Shortly after 10.30am on Wednesday 28 February 2020 an 85-year-old Macclesfield resident received a phone call from a man claiming to be a police officer.
The caller convinced the victim that there had been a number of suspicious transactions on his bank account and that his money was at risk.
He was also informed that police believed the suspect in the case was an employee at the bank.
The victim was told that in order to secure his money he needed to withdraw it from his bank, return home with the cash and a courier would call to collect it.
The money would be returned to him at a later date.
Believing the caller, who was extremely plausible, the man went to his bank in Macclesfield.
He was told it was only possible to withdraw £1,000 which, still thinking he was assisting police, he agreed to.
While waiting for his cash, the man spotted a Cheshire police poster stating that “police would never ask you to withdraw money from your bank”.
Realising he was in the process of being scammed, he went straight to Macclesfield Police Station and explained the situation.
Plain clothed officers made their way to the victim’s house and waited in the hallway for the courier to arrive.
Marcello Gaspar subsequently knocked on door and told the victim he was there to collect the cash on behalf of a police sergeant.
Gaspar, of Arundel Road, Birmingham, was arrested at the address on suspicion of fraud by false representation.
He pleaded guilty to the offence and on Thursday 6 August, he appeared at Chester Crown Court where he was sentenced to 15 weeks in prison, suspended for two years,
He has also been ordered to complete 60 hours unpaid work.
Following his sentencing Detective Sergeant Chris Jacques from the Cheshire Police Economic Crime Unit said: “To specifically target a vulnerable, elderly man with the intent to defraud him of thousands of pounds is simply sickening and I cannot understand how somebody can stoop so low as to commit such an offence.
“In this case, it was only due to the fact that the victim saw the police poster in the bank and realised that he was being scammed that we were able to bring Gasper to justice.
“Sadly, this is not always the outcome and over the past twelve months we are aware of many more victims who have lost thousands of pounds. The impact of these scams can be both financially and emotionally devastating, and in many cases the people responsible are never traced.”
Gasper was caught thanks to a poster which had been displayed in the bank as part of a concerted campaign launched by Cheshire Police to help tackle courier fraud.
The campaign has been supported by the majority of banks and building societies.
Cheshire Police and Crime Commissioner David Keane, said: “I would personally like to thank the bank and building society managers across Cheshire who have been extremely proactive in displaying these posters and helping us tackle courier fraud.

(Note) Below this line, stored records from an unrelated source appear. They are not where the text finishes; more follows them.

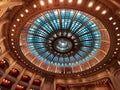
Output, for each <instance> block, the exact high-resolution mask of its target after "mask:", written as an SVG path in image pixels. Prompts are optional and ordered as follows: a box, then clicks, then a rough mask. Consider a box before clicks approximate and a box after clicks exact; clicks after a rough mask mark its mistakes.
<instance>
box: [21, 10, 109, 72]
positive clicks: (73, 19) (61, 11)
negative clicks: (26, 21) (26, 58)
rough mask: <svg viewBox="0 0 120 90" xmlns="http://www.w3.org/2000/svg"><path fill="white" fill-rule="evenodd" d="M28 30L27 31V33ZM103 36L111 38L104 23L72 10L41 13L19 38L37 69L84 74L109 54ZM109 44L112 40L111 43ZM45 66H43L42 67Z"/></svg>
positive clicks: (31, 61) (75, 10) (23, 50)
mask: <svg viewBox="0 0 120 90" xmlns="http://www.w3.org/2000/svg"><path fill="white" fill-rule="evenodd" d="M26 27H27V28H28V29H27V30H26ZM104 34H106V36H107V37H109V35H108V33H107V30H106V29H105V27H104V26H103V25H102V23H101V22H100V21H99V20H98V19H96V18H95V17H93V16H92V15H89V14H87V13H85V12H82V11H77V10H72V9H53V10H48V11H46V12H43V13H40V14H39V15H37V16H36V17H35V18H33V19H31V20H29V22H28V23H26V25H25V27H24V29H23V30H22V32H21V35H20V40H21V42H20V44H23V45H24V46H25V47H24V48H21V50H22V52H23V53H24V55H26V54H25V53H26V51H24V49H25V48H27V49H28V50H29V52H28V53H30V54H29V55H28V56H26V58H27V59H28V60H30V61H31V62H32V60H34V61H35V60H36V62H38V63H35V65H36V66H38V67H40V68H42V69H44V70H48V69H49V67H53V68H57V69H56V71H55V72H60V71H61V69H60V68H66V67H73V68H74V67H79V70H78V71H83V70H86V69H88V68H91V67H93V66H95V65H96V64H97V63H99V62H100V61H101V60H102V59H103V58H104V57H105V55H106V53H107V52H108V50H109V45H107V46H106V49H105V50H104V49H103V48H101V47H102V45H104V43H103V42H104ZM108 42H109V41H108ZM43 63H44V65H46V66H44V67H46V68H43V67H42V64H43Z"/></svg>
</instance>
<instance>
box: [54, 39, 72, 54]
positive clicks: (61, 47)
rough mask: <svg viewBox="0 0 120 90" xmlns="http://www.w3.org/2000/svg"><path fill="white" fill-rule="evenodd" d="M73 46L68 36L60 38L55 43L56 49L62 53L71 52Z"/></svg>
mask: <svg viewBox="0 0 120 90" xmlns="http://www.w3.org/2000/svg"><path fill="white" fill-rule="evenodd" d="M72 47H73V44H72V42H71V41H70V40H69V39H67V38H59V39H57V40H56V41H55V43H54V49H55V50H56V51H57V52H60V53H66V52H69V51H70V50H71V49H72Z"/></svg>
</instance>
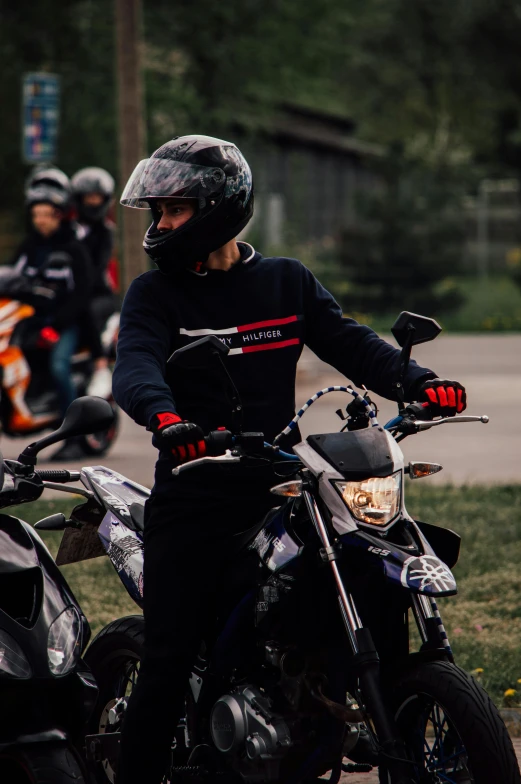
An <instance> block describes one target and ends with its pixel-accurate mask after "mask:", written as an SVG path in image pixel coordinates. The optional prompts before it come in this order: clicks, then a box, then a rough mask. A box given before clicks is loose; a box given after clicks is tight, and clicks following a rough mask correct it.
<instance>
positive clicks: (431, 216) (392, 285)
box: [340, 156, 463, 316]
mask: <svg viewBox="0 0 521 784" xmlns="http://www.w3.org/2000/svg"><path fill="white" fill-rule="evenodd" d="M384 177H385V180H384V183H385V184H384V186H383V187H382V188H381V189H379V190H378V191H376V192H375V193H372V194H368V195H367V196H366V197H365V198H364V200H363V201H361V202H360V205H359V210H358V216H357V220H356V221H353V223H352V225H351V227H350V228H348V229H346V230H345V231H344V233H343V241H342V247H341V257H340V262H341V265H342V268H343V270H344V273H345V275H346V277H347V278H348V280H350V281H351V283H352V286H351V288H350V290H349V292H348V295H347V296H346V297H345V298H344V304H345V306H346V307H350V308H354V309H355V310H357V311H362V312H377V313H379V314H382V313H393V312H396V311H397V310H399V309H400V308H401V309H403V308H406V309H407V310H413V311H416V312H418V313H420V312H421V313H424V314H425V315H428V316H435V315H437V314H438V315H439V313H440V312H444V311H448V310H452V309H454V308H456V307H457V306H458V305H459V304H461V301H462V296H461V294H460V292H459V291H458V290H457V289H456V287H455V286H454V285H453V284H450V282H448V281H447V280H446V279H447V278H448V276H453V275H455V274H457V271H458V266H459V264H460V259H461V256H462V248H463V230H462V225H461V219H460V218H459V212H460V210H459V197H460V195H461V194H460V193H459V192H458V191H461V185H460V184H456V185H455V184H454V182H451V181H450V180H449V178H448V177H447V172H446V171H445V170H444V169H443V168H442V169H435V170H432V169H429V168H427V167H426V166H421V167H419V166H418V165H411V164H410V163H407V162H405V161H403V160H400V158H399V156H396V157H395V158H394V159H393V160H390V161H388V162H387V166H386V170H385V171H384ZM458 185H459V187H458Z"/></svg>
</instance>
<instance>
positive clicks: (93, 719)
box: [85, 615, 144, 784]
mask: <svg viewBox="0 0 521 784" xmlns="http://www.w3.org/2000/svg"><path fill="white" fill-rule="evenodd" d="M143 641H144V621H143V616H142V615H130V616H127V617H126V618H120V619H119V620H117V621H113V622H112V623H109V624H108V626H106V627H105V628H104V629H102V630H101V632H100V633H99V634H98V635H97V636H96V637H95V638H94V640H93V641H92V643H91V645H90V646H89V648H88V649H87V652H86V654H85V661H86V662H87V664H88V665H89V667H90V668H91V670H92V672H93V674H94V677H95V678H96V681H97V683H98V687H99V696H98V701H97V703H96V707H95V709H94V711H93V714H92V716H91V720H90V724H89V731H88V734H98V733H102V732H119V731H120V730H121V724H122V719H123V716H124V712H125V707H126V701H127V700H128V698H129V697H130V695H131V693H132V689H133V688H134V686H135V684H136V680H137V676H138V673H139V664H140V661H141V656H142V652H143ZM91 764H92V774H93V780H94V781H95V782H96V784H109V782H110V784H114V782H115V780H116V767H117V760H116V759H109V758H107V759H102V760H101V761H100V762H96V763H91Z"/></svg>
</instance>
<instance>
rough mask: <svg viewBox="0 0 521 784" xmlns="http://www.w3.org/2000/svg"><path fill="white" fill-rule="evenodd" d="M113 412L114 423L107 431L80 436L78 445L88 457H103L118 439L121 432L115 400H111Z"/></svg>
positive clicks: (118, 416) (112, 423)
mask: <svg viewBox="0 0 521 784" xmlns="http://www.w3.org/2000/svg"><path fill="white" fill-rule="evenodd" d="M109 403H110V405H111V406H112V410H113V411H114V422H113V423H112V425H111V426H110V427H109V428H108V429H107V430H101V431H99V432H98V433H90V434H89V435H87V436H79V437H78V443H79V444H80V446H81V448H82V449H83V451H84V453H85V454H86V455H92V456H93V457H102V456H103V455H104V454H106V452H108V450H109V449H110V447H111V446H112V444H113V443H114V441H115V440H116V438H117V435H118V430H119V408H118V407H117V405H116V403H115V402H114V400H109Z"/></svg>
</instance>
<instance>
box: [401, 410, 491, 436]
mask: <svg viewBox="0 0 521 784" xmlns="http://www.w3.org/2000/svg"><path fill="white" fill-rule="evenodd" d="M456 422H483V424H484V425H486V424H487V423H488V422H489V418H488V416H487V415H486V414H483V415H482V416H478V417H475V416H453V417H446V418H445V419H434V420H432V421H430V422H425V421H422V420H416V427H417V430H418V432H419V431H421V430H429V428H431V427H436V426H437V425H447V424H455V423H456Z"/></svg>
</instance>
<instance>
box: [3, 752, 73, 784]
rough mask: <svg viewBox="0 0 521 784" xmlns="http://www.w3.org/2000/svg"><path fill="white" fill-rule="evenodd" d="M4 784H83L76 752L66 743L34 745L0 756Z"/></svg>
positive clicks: (7, 752)
mask: <svg viewBox="0 0 521 784" xmlns="http://www.w3.org/2000/svg"><path fill="white" fill-rule="evenodd" d="M0 781H2V782H5V784H85V782H86V781H87V778H86V776H85V773H84V770H83V766H82V764H81V761H80V758H79V756H78V754H77V752H76V751H75V750H74V749H72V748H71V747H70V746H69V745H68V744H67V743H34V744H31V745H27V746H24V747H22V748H20V749H18V748H15V749H13V750H12V751H11V750H10V751H6V752H2V753H0Z"/></svg>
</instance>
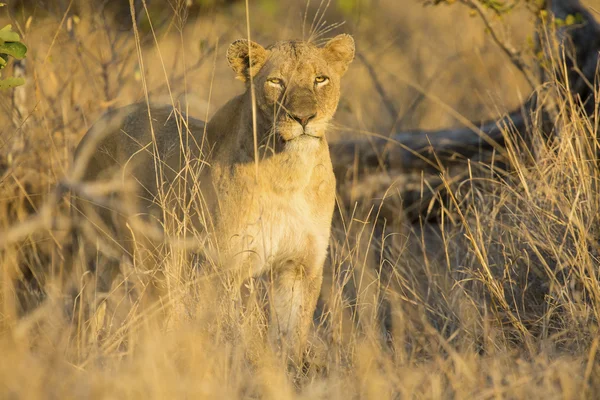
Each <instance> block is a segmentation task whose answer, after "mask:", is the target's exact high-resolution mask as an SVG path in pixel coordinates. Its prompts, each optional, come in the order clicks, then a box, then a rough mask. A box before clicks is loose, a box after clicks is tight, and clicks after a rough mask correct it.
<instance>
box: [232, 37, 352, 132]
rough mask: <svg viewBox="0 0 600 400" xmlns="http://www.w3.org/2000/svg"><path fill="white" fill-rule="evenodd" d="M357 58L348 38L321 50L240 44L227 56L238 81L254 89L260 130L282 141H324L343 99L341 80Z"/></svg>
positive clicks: (272, 45)
mask: <svg viewBox="0 0 600 400" xmlns="http://www.w3.org/2000/svg"><path fill="white" fill-rule="evenodd" d="M353 58H354V39H352V37H351V36H350V35H338V36H336V37H335V38H333V39H331V40H330V41H329V42H327V44H325V45H324V46H323V47H317V46H316V45H314V44H313V43H309V42H304V41H283V42H277V43H275V44H274V45H272V46H269V47H268V48H266V49H265V48H264V47H262V46H261V45H259V44H257V43H254V42H251V41H248V40H245V39H241V40H237V41H235V42H233V43H232V44H231V46H230V47H229V50H228V51H227V60H228V61H229V65H230V66H231V67H232V68H233V70H234V71H235V72H236V73H237V76H238V78H239V79H241V80H243V81H245V82H247V84H248V85H249V84H250V81H252V83H253V84H254V88H255V94H256V105H257V116H258V119H259V122H260V123H261V126H265V127H266V128H267V129H268V130H270V131H271V132H276V133H277V134H278V136H279V138H280V139H281V140H283V141H284V142H290V141H293V140H296V139H299V138H305V139H309V138H320V137H322V136H323V134H324V132H325V127H326V125H327V123H328V122H329V121H330V120H331V118H332V117H333V114H334V113H335V110H336V108H337V104H338V101H339V98H340V78H341V77H342V75H344V73H345V72H346V69H347V68H348V64H350V62H351V61H352V60H353Z"/></svg>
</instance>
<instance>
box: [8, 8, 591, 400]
mask: <svg viewBox="0 0 600 400" xmlns="http://www.w3.org/2000/svg"><path fill="white" fill-rule="evenodd" d="M588 3H589V4H592V5H594V3H593V2H588ZM85 4H86V2H84V1H81V2H75V6H74V7H75V8H73V10H76V11H77V14H78V16H79V18H78V21H79V22H78V23H76V24H75V23H74V22H73V20H72V19H69V18H64V19H63V15H55V14H54V13H49V14H48V15H45V14H44V13H43V12H42V11H40V10H38V11H37V12H36V14H34V16H33V18H32V20H31V22H30V23H27V22H26V21H27V18H28V17H29V15H22V14H17V15H13V23H14V22H17V23H19V28H20V29H21V30H22V31H23V33H24V37H25V41H26V43H27V44H28V46H29V47H30V55H29V58H28V61H27V62H28V64H27V68H28V84H27V87H26V93H27V103H26V109H27V110H28V112H27V115H22V116H20V120H21V121H25V122H24V123H23V125H22V126H21V127H20V128H15V127H14V125H12V121H11V115H12V112H13V106H12V103H11V99H10V96H9V95H5V94H3V97H0V108H1V109H2V112H1V113H0V127H1V128H0V161H2V163H0V240H4V242H3V243H0V264H1V265H2V272H1V275H0V283H1V289H0V310H1V311H0V352H1V353H2V362H1V363H0V397H2V398H24V399H35V398H81V397H89V398H274V399H286V398H306V399H315V398H323V399H326V398H327V399H329V398H340V399H341V398H344V399H347V398H377V399H387V398H413V397H416V398H481V399H485V398H546V399H551V398H552V399H553V398H594V397H595V396H596V393H598V390H600V369H599V367H600V365H599V364H598V357H597V350H598V344H599V339H598V337H599V336H598V318H599V312H600V308H599V306H600V286H599V281H598V279H599V274H598V266H599V265H600V245H599V237H600V232H599V230H600V228H599V227H600V209H599V208H600V192H599V189H598V188H599V185H598V184H599V179H600V170H599V169H598V164H597V160H596V154H597V151H598V148H599V144H598V141H597V139H596V138H597V137H598V135H597V126H596V125H594V124H592V123H591V122H590V120H589V119H587V118H584V117H582V116H581V114H580V113H578V111H577V110H578V108H577V107H576V106H575V105H574V104H573V99H571V98H570V97H569V95H568V94H564V93H563V95H562V97H561V98H560V102H559V104H560V106H561V110H562V113H561V115H560V118H561V125H562V126H564V129H563V136H562V137H561V140H560V143H558V144H556V143H552V144H546V143H545V142H544V141H542V140H538V141H539V142H540V143H538V146H537V151H536V156H535V159H533V158H532V157H530V156H528V155H527V153H526V152H524V151H523V150H522V149H523V146H522V143H519V141H518V140H517V138H514V140H513V141H509V143H510V145H509V146H508V150H507V153H506V154H505V155H499V156H498V157H500V156H501V157H500V158H502V161H503V162H504V165H505V167H506V168H505V169H500V168H496V166H495V165H490V164H487V165H486V164H484V163H478V162H473V163H472V164H470V165H469V167H468V168H466V171H467V172H466V173H465V174H464V175H463V178H464V179H461V180H459V181H457V180H456V179H455V175H450V174H448V173H447V171H443V172H442V173H441V182H442V185H443V186H446V187H447V189H448V191H447V192H446V194H445V195H443V196H442V195H439V196H438V197H437V201H436V204H437V207H439V209H440V211H439V212H440V217H439V218H438V222H439V223H431V222H426V221H417V222H416V223H414V224H409V223H407V222H406V221H403V220H402V218H395V219H394V220H390V216H393V215H395V216H397V217H401V216H402V215H403V210H402V199H401V198H400V194H401V191H400V190H398V189H397V186H394V185H391V184H392V183H393V182H394V180H395V179H396V178H397V179H398V182H402V180H401V177H390V178H388V180H387V181H386V182H384V183H385V185H384V186H385V189H388V191H387V197H386V199H385V201H384V202H383V206H382V205H381V204H382V203H381V202H380V201H378V200H376V199H375V201H373V199H368V198H367V199H366V200H365V199H364V197H363V199H362V200H361V203H360V204H357V205H354V204H352V203H351V202H348V201H347V199H340V206H339V210H338V212H337V215H336V218H335V219H336V222H335V225H334V228H333V231H334V237H333V238H332V240H331V246H330V258H329V261H328V265H327V266H326V271H325V282H324V285H323V291H322V295H321V299H320V302H319V310H318V313H317V315H316V316H315V330H314V331H315V332H314V335H313V337H312V339H311V353H310V363H309V364H307V365H306V366H304V368H302V366H291V367H290V368H288V366H287V364H286V362H285V361H284V360H281V359H279V358H278V356H277V355H276V354H275V353H274V352H273V351H272V350H271V349H270V347H269V346H268V345H267V344H266V343H265V340H264V337H263V336H264V325H265V322H264V320H265V318H264V315H263V313H262V311H261V305H262V303H263V300H264V298H263V296H262V295H261V291H260V290H258V289H256V290H255V289H254V286H253V285H248V286H249V288H248V291H249V294H248V293H246V295H245V300H244V305H243V306H241V305H240V304H241V303H242V300H241V299H240V296H239V294H238V293H235V295H236V297H235V301H234V302H233V303H234V304H233V305H232V306H230V307H224V308H211V307H210V306H209V305H210V304H211V303H212V302H211V301H210V300H209V299H210V297H211V293H212V290H214V288H212V289H211V285H210V284H209V285H206V284H205V283H207V282H199V283H194V284H192V283H191V281H190V280H189V278H190V272H189V271H190V270H191V269H192V268H191V267H190V265H189V261H187V258H186V257H184V252H183V251H182V250H180V249H177V248H167V250H166V251H167V252H166V255H165V256H164V258H163V259H162V267H163V268H164V269H165V270H166V271H167V276H168V277H169V291H170V298H171V304H170V305H169V306H170V307H169V308H168V310H169V312H170V313H171V312H172V313H173V314H172V316H173V318H170V321H169V324H168V327H167V329H162V330H160V329H156V327H155V326H154V324H153V323H152V320H153V319H152V316H153V315H154V314H155V313H157V312H160V310H157V309H155V308H136V307H135V306H136V305H135V304H133V309H134V311H133V312H132V313H131V314H128V315H125V316H124V321H125V328H126V329H116V330H108V332H107V331H106V329H105V328H104V327H103V326H102V324H101V323H99V322H98V321H100V320H101V317H102V316H103V315H101V314H102V313H107V312H108V311H107V310H108V307H105V306H104V307H100V309H99V311H98V312H96V313H95V314H94V315H91V316H90V315H87V316H86V314H85V313H84V312H83V311H82V310H83V307H81V308H80V309H79V310H76V312H74V313H73V312H72V309H71V307H72V303H71V302H70V301H69V300H70V299H71V297H72V294H73V293H71V292H70V291H69V290H70V288H71V287H72V285H73V283H74V282H75V287H78V288H81V287H82V286H85V284H86V282H88V281H87V280H86V279H88V278H89V277H86V276H83V277H82V276H80V275H77V274H75V275H74V276H66V277H65V276H64V274H65V273H66V272H65V271H67V270H66V269H65V265H66V263H67V260H66V257H67V256H66V254H67V251H66V250H67V249H68V246H69V245H70V235H69V228H70V227H71V223H72V221H71V219H70V217H69V213H68V211H67V208H68V207H67V206H68V204H67V199H62V198H59V197H53V196H54V193H56V192H55V187H56V184H57V182H59V181H61V180H63V179H64V177H65V176H68V174H69V172H68V171H69V170H70V168H71V161H72V160H71V158H72V153H73V150H74V148H75V146H76V145H77V143H78V141H79V139H80V138H81V137H82V135H83V134H84V133H85V131H86V130H87V128H89V126H90V125H91V123H92V122H93V121H94V120H95V119H96V118H97V117H98V116H99V115H100V114H101V113H102V112H103V111H104V110H106V109H107V107H114V106H118V105H124V104H129V103H131V102H134V101H138V100H143V99H144V95H145V92H144V88H143V86H142V82H141V79H140V74H141V73H144V74H145V79H146V82H147V93H148V94H149V96H150V98H151V99H152V100H153V101H156V102H162V103H173V104H174V106H176V107H177V108H180V109H182V110H184V111H187V112H189V113H190V114H191V115H194V116H197V117H199V118H201V119H206V118H207V117H209V116H210V115H212V113H213V112H214V111H215V110H216V109H218V107H220V105H222V104H223V103H224V102H225V101H226V100H227V99H229V98H231V97H232V96H233V95H234V94H235V93H237V92H239V91H240V90H241V89H242V85H241V84H238V83H234V81H233V79H232V76H233V74H232V73H231V71H230V70H229V69H228V68H227V67H226V64H225V61H224V60H225V58H224V51H225V49H226V46H227V44H228V43H229V42H230V41H231V40H233V39H235V38H237V37H244V36H246V34H245V27H244V21H245V9H244V8H243V7H237V6H232V7H231V8H229V9H228V11H227V13H226V12H220V13H219V12H217V13H215V12H206V13H203V14H201V15H200V17H198V18H196V19H190V20H187V21H184V20H183V18H182V14H181V13H179V12H174V11H173V10H171V9H169V7H164V8H163V15H169V16H170V18H168V19H166V21H164V22H163V23H162V24H161V25H160V27H159V26H157V27H156V28H157V30H156V36H155V37H153V35H152V33H151V32H150V31H149V30H147V29H146V30H143V31H142V37H141V42H142V55H143V61H144V69H143V71H142V69H141V68H140V66H139V62H138V58H137V55H136V42H135V40H134V38H133V35H132V34H131V33H129V32H119V31H118V30H117V28H116V27H114V26H112V25H110V23H109V24H108V25H107V26H105V25H104V22H103V20H102V19H101V18H100V17H99V16H98V15H97V13H94V10H92V9H90V8H89V7H87V6H86V5H85ZM261 4H262V3H261ZM360 4H361V5H362V6H361V7H360V8H357V9H354V11H353V12H352V13H351V14H349V15H346V17H347V19H348V24H347V26H346V27H345V28H342V30H346V31H349V32H351V33H353V34H354V36H355V38H356V41H357V45H358V51H359V52H360V53H361V54H362V55H363V58H364V59H365V60H367V62H369V63H371V64H372V67H373V69H374V70H375V72H376V74H377V79H378V80H379V81H380V82H381V83H382V84H383V86H384V87H385V90H386V95H387V96H388V98H389V99H392V101H393V107H394V108H395V109H396V111H397V113H398V114H399V115H398V116H396V117H395V118H394V117H392V116H391V115H390V113H389V112H388V111H389V110H388V109H387V108H386V107H385V105H384V104H383V103H382V102H383V100H382V97H381V95H380V93H377V91H376V90H375V89H374V86H375V85H374V81H373V77H372V76H371V75H370V74H369V71H368V68H366V67H365V64H364V63H361V61H359V60H357V61H355V63H354V64H353V66H352V67H351V70H350V71H349V73H348V76H347V77H346V78H345V85H344V86H345V92H344V94H343V100H342V103H341V104H340V108H339V111H338V115H337V117H336V128H337V129H336V130H334V131H333V132H332V133H331V139H332V140H340V139H341V138H344V137H347V135H353V136H359V135H361V134H360V133H359V132H363V131H371V132H379V133H382V134H387V133H389V132H391V130H392V129H400V128H437V127H443V126H449V125H455V124H456V121H454V119H453V118H452V117H451V116H449V115H448V114H447V112H445V111H444V108H443V107H439V103H440V102H441V103H444V104H448V105H451V106H452V107H453V108H454V109H456V110H457V111H458V112H459V113H461V114H462V115H464V116H465V117H467V118H469V119H475V120H476V119H480V118H485V117H490V116H495V115H498V114H500V113H503V112H505V111H507V110H510V109H511V108H512V107H514V106H516V105H518V104H520V103H521V101H522V98H523V96H527V94H528V93H529V90H528V88H527V87H526V85H525V83H524V81H523V80H522V79H521V78H520V76H519V74H518V72H516V70H515V69H514V68H513V67H512V66H511V65H510V64H509V63H508V62H507V61H506V59H505V58H504V57H503V56H502V54H501V53H500V51H499V50H498V49H496V48H495V46H494V45H493V43H492V42H491V41H490V40H489V38H488V37H487V36H486V35H484V34H483V27H482V25H481V23H480V22H479V21H478V20H477V19H475V18H470V17H469V16H468V14H467V11H466V10H464V9H462V8H460V7H444V6H442V7H437V8H433V9H425V8H423V7H422V5H421V4H419V3H417V2H412V1H410V2H409V1H406V2H405V1H403V2H402V6H401V7H400V6H399V5H398V2H397V1H392V0H380V1H375V0H373V1H370V2H369V1H364V2H360ZM369 5H370V7H369ZM304 6H305V3H304V2H303V1H302V2H298V4H293V5H292V6H290V7H289V9H288V8H285V9H284V8H283V7H281V8H280V9H279V10H272V9H270V8H268V7H264V6H260V5H256V6H253V7H251V9H250V12H251V14H250V16H251V21H252V24H253V25H252V28H253V38H254V39H255V40H258V41H260V42H262V43H268V42H271V41H274V40H279V39H286V38H290V37H297V36H301V32H302V22H301V21H302V18H301V15H302V10H303V9H304ZM0 10H1V9H0ZM315 12H316V5H315V6H314V7H311V8H310V12H309V15H314V14H315ZM92 16H94V17H92ZM275 17H277V19H275ZM327 19H328V20H329V19H331V20H340V19H342V16H341V15H340V14H339V13H338V12H337V11H336V10H335V7H334V6H332V8H331V9H330V10H329V12H328V16H327ZM309 20H310V19H309ZM259 21H260V23H259ZM5 22H7V20H2V19H0V26H3V25H4V23H5ZM184 22H185V23H184ZM511 22H512V24H513V27H512V28H513V30H512V32H513V40H514V42H515V43H521V42H525V37H526V35H527V34H529V32H530V29H531V27H530V25H528V24H527V22H528V19H527V16H526V15H525V13H521V14H519V13H517V14H516V15H514V16H513V17H512V18H511ZM71 26H73V29H70V27H71ZM382 27H385V29H382ZM68 28H69V29H68ZM159 28H160V29H159ZM416 88H422V89H423V90H422V91H419V90H417V89H416ZM388 108H389V107H388ZM509 131H510V129H507V137H512V135H511V133H510V132H509ZM532 131H533V132H534V136H535V137H536V138H537V139H541V138H542V133H541V127H538V126H534V127H533V128H532ZM19 135H22V137H24V138H25V142H24V143H25V146H24V151H21V152H19V151H17V150H18V149H17V150H15V148H14V146H13V143H15V141H16V140H17V139H18V138H19ZM9 153H12V154H11V155H10V157H9ZM431 179H433V180H435V181H438V180H440V179H439V177H431ZM431 179H430V178H427V177H424V178H423V181H422V188H423V189H422V190H423V192H429V191H430V189H431V188H430V186H429V182H430V180H431ZM390 185H391V187H390ZM367 197H368V196H367ZM372 197H374V198H382V197H383V193H374V194H373V196H372ZM166 212H167V213H168V212H169V210H166ZM384 215H385V216H386V217H387V219H386V224H387V225H386V226H385V227H382V223H381V221H382V220H383V218H378V217H383V216H384ZM376 221H379V223H376ZM440 221H441V222H440ZM170 229H172V230H173V231H176V230H177V229H178V227H177V226H173V227H171V228H170ZM1 232H5V233H4V234H2V233H1ZM6 232H9V234H8V235H7V234H6ZM2 235H3V236H2ZM8 239H11V240H10V241H9V240H8ZM13 239H14V240H13ZM253 283H254V282H253ZM69 285H71V286H69ZM257 286H258V285H257ZM120 290H121V289H120ZM75 294H77V293H75ZM119 296H121V297H119ZM114 297H116V298H117V299H118V300H120V299H126V298H127V296H126V294H123V293H122V290H121V291H119V290H116V291H115V293H114ZM94 300H97V299H94ZM192 300H193V301H192ZM86 301H88V300H87V299H83V300H81V301H80V302H79V303H80V304H81V303H84V302H86ZM117 303H118V301H117ZM190 304H191V306H190ZM128 309H130V308H128ZM181 309H188V310H189V309H193V313H194V318H187V317H186V313H182V312H180V311H181ZM68 315H71V316H72V317H73V318H74V323H71V321H68V320H67V318H66V317H65V316H68ZM382 316H384V317H385V318H381V317H382ZM88 318H89V319H88ZM382 320H385V321H386V322H385V324H384V323H383V322H382ZM384 325H385V326H384Z"/></svg>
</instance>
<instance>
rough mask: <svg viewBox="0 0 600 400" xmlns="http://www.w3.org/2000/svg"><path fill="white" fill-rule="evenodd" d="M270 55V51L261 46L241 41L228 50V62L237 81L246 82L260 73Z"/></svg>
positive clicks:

“Those who perpetrate this type of crime are preying on, primarily, the older members of society by purporting to be from the police or a financial institution. They coerce the victim to withdraw large amounts of cash to ‘assist them in an ongoing investigation’ and then disappear with the money.
“The impact of these scams can be both absolutely devastating but, with the work that frontline officers are doing with the support of our banks and building societies, I hope that we are able to prevent more of this type of crime being committed.”